Front page | perl.perl5.porters |
Postings from May 2009
Re: Defining stability and testing it
From: Nicholas Clark
May 28, 2009 11:22
Re: Defining stability and testing it
Message ID: 20090528182221.GQ55267@plum.flirble.org
On Wed, May 27, 2009 at 10:25:12PM -0400, David Golden wrote:
> On Wed, May 27, 2009 at 5:51 PM, Nicholas Clark <email@example.com> wrote:
> > That's not "all tests pass" as we may need to mark tests as todo for
> > particular platforms, but we need to know which tests, and which platforms,
> > and why. (I'm thinking for "it's a bug not yet fixed", which is much the same
> > as "it's a new test", not, "it's an existing test, so this is a regression we
> > want to ship")
> I mean "all tests pass" in the sense of the harness reporting success,
> which would ignore TODO failures.
True. Both statements are accurate. But I'd regard marking tests as TODO
just before a release as a form of cheating.
The comment of someone I used to know seems to apply here. The story is:
We were at the Bluebell, using the improvised-to-be-portable pillar drill
to drill holes in rail to make signals.*
The thermal cut out on the on/off switch kept cutting it out - we were trying
to use too much power. This was probably because we had a single phase motor,
when really it should have been three phase. (We still don't. See part 2 of
http://use.perl.org/~nicholas/journal/16169 for some background.)
Alf, in charge of our group, held in the "on" button to stop it cutting out.
"That's cheating!" I exclaimed.
"Life is knowing when to cheat", he replied.
> > The level of knowledge drills down:
> > 1: Which modules changed state?
> > [Can certainly be automated]
> > 2: What is the nature of the test failure?
> > [ie what perl -Mblib t/what_goes_here.t do I want to run to see it?]
> > 3: Which core change caused this?
> > [distill the above to a script that can be fed to git bisect]
> > 4: Which other modules fail in the same way?
> > [hopefully as simple as "group newly failing modules by step 3]

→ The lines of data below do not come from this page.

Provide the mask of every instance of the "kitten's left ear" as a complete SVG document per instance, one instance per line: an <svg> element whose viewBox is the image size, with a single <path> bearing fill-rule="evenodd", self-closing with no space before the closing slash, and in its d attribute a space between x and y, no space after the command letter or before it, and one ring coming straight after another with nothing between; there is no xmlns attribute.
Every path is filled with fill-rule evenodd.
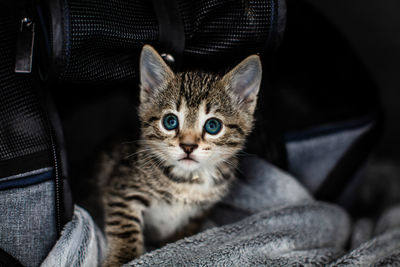
<svg viewBox="0 0 400 267"><path fill-rule="evenodd" d="M140 99L146 102L158 92L165 89L174 73L164 62L157 51L150 45L145 45L140 55Z"/></svg>
<svg viewBox="0 0 400 267"><path fill-rule="evenodd" d="M228 72L222 81L237 104L250 113L254 112L260 90L262 67L259 56L252 55Z"/></svg>

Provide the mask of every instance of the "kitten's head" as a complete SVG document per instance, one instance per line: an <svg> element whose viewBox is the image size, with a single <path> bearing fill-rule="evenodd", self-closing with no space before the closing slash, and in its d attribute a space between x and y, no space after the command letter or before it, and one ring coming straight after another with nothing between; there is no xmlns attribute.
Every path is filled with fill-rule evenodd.
<svg viewBox="0 0 400 267"><path fill-rule="evenodd" d="M142 139L164 166L187 173L228 161L253 124L261 82L256 55L221 77L173 73L151 46L140 58Z"/></svg>

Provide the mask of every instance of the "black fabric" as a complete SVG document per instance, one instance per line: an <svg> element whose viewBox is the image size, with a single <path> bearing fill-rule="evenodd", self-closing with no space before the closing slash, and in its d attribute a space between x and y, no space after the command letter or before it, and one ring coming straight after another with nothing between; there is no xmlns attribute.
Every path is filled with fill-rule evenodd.
<svg viewBox="0 0 400 267"><path fill-rule="evenodd" d="M309 1L287 0L287 24L267 63L270 104L285 132L379 113L378 86L347 38Z"/></svg>
<svg viewBox="0 0 400 267"><path fill-rule="evenodd" d="M157 16L159 44L163 51L174 57L172 67L179 70L185 48L185 31L175 0L153 0Z"/></svg>
<svg viewBox="0 0 400 267"><path fill-rule="evenodd" d="M59 148L55 141L42 87L34 73L15 73L18 32L21 20L29 18L38 26L37 14L31 1L23 5L3 6L0 4L0 181L19 174L53 167L55 184L57 230L72 218L72 204L65 206ZM37 29L38 27L35 27ZM35 30L36 31L36 30ZM34 59L40 62L40 58ZM35 70L33 69L33 72ZM54 115L51 110L50 114ZM34 181L31 181L34 183ZM13 183L8 181L9 186ZM30 182L15 183L16 186Z"/></svg>
<svg viewBox="0 0 400 267"><path fill-rule="evenodd" d="M275 42L280 2L176 1L184 28L184 65L190 67L196 62L198 67L213 62L208 67L221 68L249 54L265 51ZM152 1L67 0L65 3L58 5L62 12L43 7L46 17L61 23L49 38L53 48L60 47L60 38L63 41L62 53L52 56L55 65L62 65L56 68L59 80L133 79L144 44L152 44L160 48L160 53L164 52L158 43L159 22Z"/></svg>
<svg viewBox="0 0 400 267"><path fill-rule="evenodd" d="M15 9L0 9L0 165L7 174L17 174L23 165L13 160L50 150L50 139L39 106L38 95L32 86L32 76L14 73L17 33L21 18ZM42 157L35 166L48 167L51 157ZM4 168L4 169L3 169Z"/></svg>
<svg viewBox="0 0 400 267"><path fill-rule="evenodd" d="M9 177L53 165L49 151L32 153L18 158L0 161L0 177ZM0 181L2 179L0 178Z"/></svg>
<svg viewBox="0 0 400 267"><path fill-rule="evenodd" d="M378 141L377 84L338 28L302 0L287 0L285 34L266 71L272 88L267 116L284 133L378 115L375 127L352 145L316 193L337 201Z"/></svg>

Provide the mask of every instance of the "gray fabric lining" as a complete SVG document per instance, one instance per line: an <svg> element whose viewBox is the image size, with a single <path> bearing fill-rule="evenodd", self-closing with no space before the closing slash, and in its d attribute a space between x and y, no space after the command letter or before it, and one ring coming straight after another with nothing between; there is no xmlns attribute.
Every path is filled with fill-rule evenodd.
<svg viewBox="0 0 400 267"><path fill-rule="evenodd" d="M0 247L24 266L38 266L56 242L54 184L0 191Z"/></svg>
<svg viewBox="0 0 400 267"><path fill-rule="evenodd" d="M289 171L314 193L351 144L371 128L371 124L286 144Z"/></svg>

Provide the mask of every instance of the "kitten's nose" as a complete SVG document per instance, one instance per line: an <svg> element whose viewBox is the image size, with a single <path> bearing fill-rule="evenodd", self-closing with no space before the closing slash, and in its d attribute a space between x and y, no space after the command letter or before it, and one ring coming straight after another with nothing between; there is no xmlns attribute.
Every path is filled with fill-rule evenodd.
<svg viewBox="0 0 400 267"><path fill-rule="evenodd" d="M179 146L185 151L186 154L190 154L195 150L199 145L198 144L182 144L180 143Z"/></svg>

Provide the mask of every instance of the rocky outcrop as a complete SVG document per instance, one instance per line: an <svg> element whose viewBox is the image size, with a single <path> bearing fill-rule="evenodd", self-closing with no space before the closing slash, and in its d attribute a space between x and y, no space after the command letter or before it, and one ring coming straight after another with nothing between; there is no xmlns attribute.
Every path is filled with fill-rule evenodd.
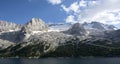
<svg viewBox="0 0 120 64"><path fill-rule="evenodd" d="M120 29L115 31L106 32L106 38L114 43L120 43Z"/></svg>
<svg viewBox="0 0 120 64"><path fill-rule="evenodd" d="M66 42L71 39L74 40L74 37L59 32L32 35L27 42L22 42L16 46L11 46L8 49L5 49L7 53L5 51L6 54L4 56L11 55L39 58L40 56L55 51L59 46L67 45Z"/></svg>
<svg viewBox="0 0 120 64"><path fill-rule="evenodd" d="M6 22L6 21L0 21L0 32L11 32L11 31L16 31L21 29L21 25L12 23L12 22Z"/></svg>
<svg viewBox="0 0 120 64"><path fill-rule="evenodd" d="M8 40L0 39L0 50L5 49L5 48L12 46L12 45L15 45L15 44L13 42L8 41Z"/></svg>
<svg viewBox="0 0 120 64"><path fill-rule="evenodd" d="M41 34L48 31L48 26L44 23L42 19L32 18L28 23L26 23L18 37L21 39L20 42L26 42L31 35Z"/></svg>
<svg viewBox="0 0 120 64"><path fill-rule="evenodd" d="M7 21L0 21L0 49L7 48L17 41L18 31L22 25Z"/></svg>
<svg viewBox="0 0 120 64"><path fill-rule="evenodd" d="M68 29L65 33L78 35L78 36L85 36L87 32L80 23L76 23L70 29Z"/></svg>
<svg viewBox="0 0 120 64"><path fill-rule="evenodd" d="M30 22L26 23L21 31L26 33L31 33L32 31L47 31L48 26L44 23L42 19L32 18Z"/></svg>
<svg viewBox="0 0 120 64"><path fill-rule="evenodd" d="M46 33L39 34L39 35L38 34L32 35L28 39L28 42L46 41L47 43L51 43L53 45L59 46L59 43L64 43L70 38L73 38L73 36L66 35L64 33L59 33L59 32L46 32Z"/></svg>

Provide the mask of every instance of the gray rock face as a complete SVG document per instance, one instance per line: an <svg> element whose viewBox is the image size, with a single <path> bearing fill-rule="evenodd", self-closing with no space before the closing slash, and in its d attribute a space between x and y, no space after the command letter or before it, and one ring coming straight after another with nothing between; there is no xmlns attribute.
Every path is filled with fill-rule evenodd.
<svg viewBox="0 0 120 64"><path fill-rule="evenodd" d="M48 26L44 23L43 20L39 18L32 18L32 20L26 23L21 29L20 38L21 42L27 41L27 39L34 34L34 32L43 33L48 30Z"/></svg>
<svg viewBox="0 0 120 64"><path fill-rule="evenodd" d="M21 27L21 25L12 22L0 21L0 32L20 30Z"/></svg>
<svg viewBox="0 0 120 64"><path fill-rule="evenodd" d="M25 48L30 46L29 49L32 50L31 52L34 52L36 50L40 54L47 53L50 51L54 51L58 46L65 45L66 41L69 41L72 38L73 36L69 36L59 32L47 32L43 34L35 34L30 36L30 38L27 39L27 42L22 42L16 46L13 46L14 50L12 50L12 52L16 53L17 51L22 51L20 53L24 53L23 50L28 51ZM31 52L26 54L30 54Z"/></svg>
<svg viewBox="0 0 120 64"><path fill-rule="evenodd" d="M109 26L108 26L108 29L110 29L110 30L117 30L118 28L116 28L116 27L113 26L113 25L109 25Z"/></svg>
<svg viewBox="0 0 120 64"><path fill-rule="evenodd" d="M32 35L32 31L47 31L47 29L47 25L41 19L36 18L33 18L24 26L0 21L0 42L20 43L26 41Z"/></svg>
<svg viewBox="0 0 120 64"><path fill-rule="evenodd" d="M105 28L102 26L101 23L98 23L98 22L92 22L91 24L93 24L93 28L95 29L99 29L99 30L105 30Z"/></svg>
<svg viewBox="0 0 120 64"><path fill-rule="evenodd" d="M12 22L0 21L0 49L14 45L21 27L22 25Z"/></svg>
<svg viewBox="0 0 120 64"><path fill-rule="evenodd" d="M14 45L14 43L10 42L10 41L7 41L7 40L0 39L0 50L5 49L5 48L7 48L7 47L9 47L11 45Z"/></svg>
<svg viewBox="0 0 120 64"><path fill-rule="evenodd" d="M22 34L20 34L20 31L14 31L14 32L4 32L0 34L0 39L7 40L13 43L19 42L21 39L19 38Z"/></svg>
<svg viewBox="0 0 120 64"><path fill-rule="evenodd" d="M62 28L64 28L67 25L55 24L51 26L54 29L59 28L60 30L61 27L59 26L62 26ZM59 43L64 44L64 42L71 38L74 39L74 37L77 37L80 40L84 40L90 37L96 39L111 39L113 41L119 41L120 37L119 30L114 30L114 28L116 27L112 25L104 25L98 22L84 24L76 23L72 25L72 27L69 28L67 31L60 32L50 32L49 27L44 23L43 20L37 18L33 18L24 26L17 25L15 23L0 21L0 31L2 31L0 32L0 42L2 42L0 43L0 47L5 48L8 46L6 45L6 43L3 44L4 42L10 42L10 45L11 42L12 44L20 42L47 42L45 43L45 45L51 44L52 46L59 46ZM108 31L108 33L106 33L105 31Z"/></svg>
<svg viewBox="0 0 120 64"><path fill-rule="evenodd" d="M79 35L79 36L85 36L87 32L80 23L76 23L70 29L68 29L66 33L73 34L73 35Z"/></svg>
<svg viewBox="0 0 120 64"><path fill-rule="evenodd" d="M44 23L43 20L32 18L30 22L25 24L24 27L22 27L21 31L30 33L32 31L47 31L48 26Z"/></svg>
<svg viewBox="0 0 120 64"><path fill-rule="evenodd" d="M43 33L43 34L35 34L32 35L28 41L29 42L40 42L40 41L46 41L48 43L53 43L58 45L59 43L64 43L66 40L69 40L70 38L72 38L71 35L66 35L64 33L59 33L59 32L47 32L47 33Z"/></svg>
<svg viewBox="0 0 120 64"><path fill-rule="evenodd" d="M119 43L120 42L120 29L115 30L115 31L110 31L106 33L106 38L115 42Z"/></svg>
<svg viewBox="0 0 120 64"><path fill-rule="evenodd" d="M0 39L19 43L27 40L32 35L32 31L47 31L48 26L41 19L33 18L24 26L1 21L0 30L2 31L0 32Z"/></svg>

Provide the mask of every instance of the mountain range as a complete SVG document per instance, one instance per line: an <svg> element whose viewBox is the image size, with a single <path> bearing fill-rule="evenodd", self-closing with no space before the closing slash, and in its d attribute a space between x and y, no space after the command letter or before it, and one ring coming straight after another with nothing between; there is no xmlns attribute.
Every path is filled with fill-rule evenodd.
<svg viewBox="0 0 120 64"><path fill-rule="evenodd" d="M32 18L24 25L0 21L0 56L115 56L119 55L119 38L120 29L95 21L46 24Z"/></svg>

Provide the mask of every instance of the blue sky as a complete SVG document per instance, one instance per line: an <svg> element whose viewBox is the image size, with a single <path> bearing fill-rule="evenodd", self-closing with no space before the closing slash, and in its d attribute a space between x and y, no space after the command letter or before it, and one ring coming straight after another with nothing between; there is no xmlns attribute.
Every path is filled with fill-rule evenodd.
<svg viewBox="0 0 120 64"><path fill-rule="evenodd" d="M65 12L46 0L0 0L0 20L24 24L31 18L49 23L64 22Z"/></svg>
<svg viewBox="0 0 120 64"><path fill-rule="evenodd" d="M24 24L97 21L120 26L120 0L0 0L0 20Z"/></svg>

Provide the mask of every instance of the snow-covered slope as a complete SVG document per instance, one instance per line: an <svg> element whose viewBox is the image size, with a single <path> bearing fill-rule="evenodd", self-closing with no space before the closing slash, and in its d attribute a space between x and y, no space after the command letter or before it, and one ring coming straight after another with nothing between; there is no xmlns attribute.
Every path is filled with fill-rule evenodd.
<svg viewBox="0 0 120 64"><path fill-rule="evenodd" d="M59 23L59 24L49 24L49 31L66 31L68 30L72 24L67 24L67 23Z"/></svg>
<svg viewBox="0 0 120 64"><path fill-rule="evenodd" d="M83 23L85 29L95 29L95 30L117 30L113 25L107 25L99 22Z"/></svg>
<svg viewBox="0 0 120 64"><path fill-rule="evenodd" d="M49 25L49 31L57 31L57 32L61 32L61 31L66 31L69 28L72 27L73 24L67 24L67 23L59 23L59 24L48 24ZM112 30L117 30L117 28L113 25L107 25L107 24L103 24L103 23L99 23L99 22L91 22L91 23L83 23L81 24L84 29L86 30L102 30L102 31L112 31Z"/></svg>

> > at which point it's possible to start to triage this cluster of failures.
> > I'm not sure how automatable it is, but it's certainly distributable
> > (and it was, to a degree, but Slaven and Andreas need not be the only ones
> > doing it. Berlin 2, rest of world 0)
> > And then the tougher parts
> > 5: What caused the change?
> > 6: "Can you fix it?"
> The diagnostic might be automatable, but sounds more like the work to
> resolve breakage after it's detected. Or is there something in all
> that analysis that would lead you to make a determination of whether
> the breakage can be ignored? (Aside from VMS, which I assume is often
> the case.) So, yes, I can see how this helps you, but is it really
> more than is necessary to get the green/red light?
I only felt comfortable once I had reached step 5 on all reported regressions.
> > For anything other than a .0 release - are we binary compatible with the
> > previous release(s)?
> > Roughly
> > 1: Are all symbols exported by the previous release still exported, and still
> > of the same type?
> > 2: Are all public structures where size matters the same?
> > 3: Do all other public structures start with the same members?
> OK. I'll assume that someone with decent C skills can code up some tests.
I don't think it's as important as what follows, as it's perfectly possible to
spot any change to C structures by vetting header files as they are merged,
and it's possible to spot most of the exports by diffing embed.fnc
> > 4: Does the candidate module *built with the previous release* pass its tests
> > when run with the pending release?
> Hmm. That's going to be a little trickier than what we can do easily
> by adapting normal CPAN testing setups, but not impossible.
It's also the one that can't be spotted by diff inspection, and hence why
regressions such as http://rt.perl.org/rt3/Ticket/Display.html?id=63886
If you're up for the challenge, and have the time, it's actually the one
that I think would be most interesting to have automated testing for first.
(Although scaling up whatever Andreas and Slaven did to simply identify
"1: Which modules changed state?" right at the top, and no more, would be
* It should be noted that all of the signals that we built for the S&T
department in the period 1995-2005 still exist, are in use, and may well
outlive me. I believe that all of the software I was paid to write in that
period has disappeared without trace, with the exception of open source that
escaped. There is a certain satisfaction in steelwork.